4. Clean up empty directories

hash-folderoo removempty --path ./tmp --min-empty-depth 2 --dry-run

Glob exclusions are relative to the provided root (e.g., --exclude "**/node_modules/**").

5. Batch rename files

hash-folderoo renamer --path ./photos --pattern "-draft->" --dry-run

Patterns follow old->new; omitting -> means "replace with nothing".

6. Generate a report

hash-folderoo report \
  --input snapshots/sample.json \
  --format json \
  --include stats,duplicates,largest \
  --top-n 10

Reports compute totals, duplicate groups, wasted bytes, top extensions, and largest files. Text format prints a human summary; JSON is structured for automation.

7. Benchmark hashing throughput

hash-folderoo benchmark --algorithm all --size 134217728   # 128 MiB buffer

Use this to gauge algorithm speed on your hardware.

8. Discover algorithms at runtime

hash-folderoo --alg-list

Outputs default digest lengths, whether the algorithm is cryptographic, and XOF capabilities.

Configuration & environment

hash-folderoo merges configuration from several locations (lowest to highest precedence):

  1. /etc/hash-folderoo/{config.toml,config.yaml,config.json}
  2. ${XDG_CONFIG_HOME:-~/.config}/hash-folderoo/*
  3. ./config.{toml,yaml,json} in the current working directory
  4. HASH_FOLDEROO_CONFIG=/path/to/config.{toml,yaml,json}
  5. Environment variables (HASH_FOLDEROO_*)
  6. CLI flags

Each file can be TOML, YAML, or JSON. Unsupported keys are ignored.

Example config.toml

[general]
path = "D:/datasets"
output = "snapshots/datasets.json"
format = "json"
threads = 8
exclude = ["**/.git/**", "target/**"]
follow_symlinks = false
progress = true

[algorithm]
name = "shake256"
xof_length = 64

[memory]
mode = "stream"      # stream | balanced | booster
max_ram = 2147483648 # 2 GiB

Configuration keys

Section Keys Notes
[general] path (string), output (string), format (json or csv), threads (u32 > 0), strip_prefix (string), depth (u32 > 0), exclude (array of globs), follow_symlinks (bool), progress (bool), dry_run (bool) Matches CLI flags for hashmap; invalid formats or zero-valued counts are rejected during config validation.
[algorithm] name (string), xof_length (bytes > 0) name must map to a supported algorithm (blake3, blake2b, blake2bp, shake256, turboshake256, k12, …).
[memory] mode (stream, balanced, or booster), max_ram (bytes > 0) Controls the buffer-plan recommender; invalid modes result in a startup error.
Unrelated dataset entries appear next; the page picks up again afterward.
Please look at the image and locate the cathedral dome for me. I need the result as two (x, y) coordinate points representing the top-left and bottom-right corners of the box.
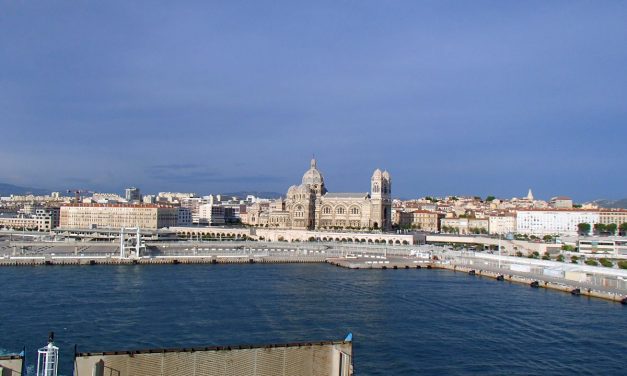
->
(302, 159), (324, 186)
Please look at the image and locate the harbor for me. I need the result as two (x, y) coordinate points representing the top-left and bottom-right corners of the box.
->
(0, 238), (627, 304)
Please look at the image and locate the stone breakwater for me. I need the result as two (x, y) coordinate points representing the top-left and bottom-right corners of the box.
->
(327, 258), (627, 304)
(0, 254), (627, 304)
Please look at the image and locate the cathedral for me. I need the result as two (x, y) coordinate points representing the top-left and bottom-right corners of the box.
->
(247, 159), (392, 230)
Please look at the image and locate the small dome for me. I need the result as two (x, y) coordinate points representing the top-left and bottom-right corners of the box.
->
(302, 159), (324, 186)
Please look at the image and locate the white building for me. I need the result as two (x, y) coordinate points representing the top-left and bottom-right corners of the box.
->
(488, 215), (516, 235)
(176, 207), (192, 226)
(198, 203), (225, 226)
(516, 209), (599, 236)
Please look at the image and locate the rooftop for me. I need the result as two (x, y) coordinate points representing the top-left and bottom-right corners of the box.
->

Configs loaded from /etc, $XDG_CONFIG_HOME, the project directory, env overrides, and --config all go through the same validator so mistakes are caught early.

Supported environment variables

Variable Meaning
HASH_FOLDEROO_CONFIG Absolute path to a config file to merge last.
HASH_FOLDEROO_PATH, HASH_FOLDEROO_OUTPUT, HASH_FOLDEROO_FORMAT Override the corresponding general settings.
HASH_FOLDEROO_THREADS, HASH_FOLDEROO_DEPTH, HASH_FOLDEROO_STRIP_PREFIX Numeric overrides for CLI-style options.
HASH_FOLDEROO_EXCLUDE Comma-separated glob list (e.g., target/**,**/.git/**).
HASH_FOLDEROO_FOLLOW_SYMLINKS, HASH_FOLDEROO_PROGRESS, HASH_FOLDEROO_DRY_RUN Boolean toggles (true/false, 1/0, on/off).
HASH_FOLDEROO_ALG, HASH_FOLDEROO_XOF_LENGTH Select hashing backend and output length (bytes).
HASH_FOLDEROO_MEMORY_MODE, HASH_FOLDEROO_MAX_RAM Tune memory mode and total buffer budget (bytes).

Map and report formats

Hash maps written by the hashmap command follow this JSON shape:

{
  "version": 1,
  "generated_by": "hash-folderoo",
  "timestamp": "2025-11-23T19:19:42Z",
  "root": "/absolute/or/relative/root",
  "algorithm": {
    "name": "blake3",
    "params": { "xof_length": 64 }
  },
  "entries": [
    { "path": "foo/bar.txt", "hash": "<hex>", "size": 12345, "mtime": 1700000000 },
    { "path": "baz.bin", "hash": "<hex>", "size": 42 }
  ]
}

CSV output contains the same fields (path,hash,size,mtime) and is always sorted by path for deterministic diffs.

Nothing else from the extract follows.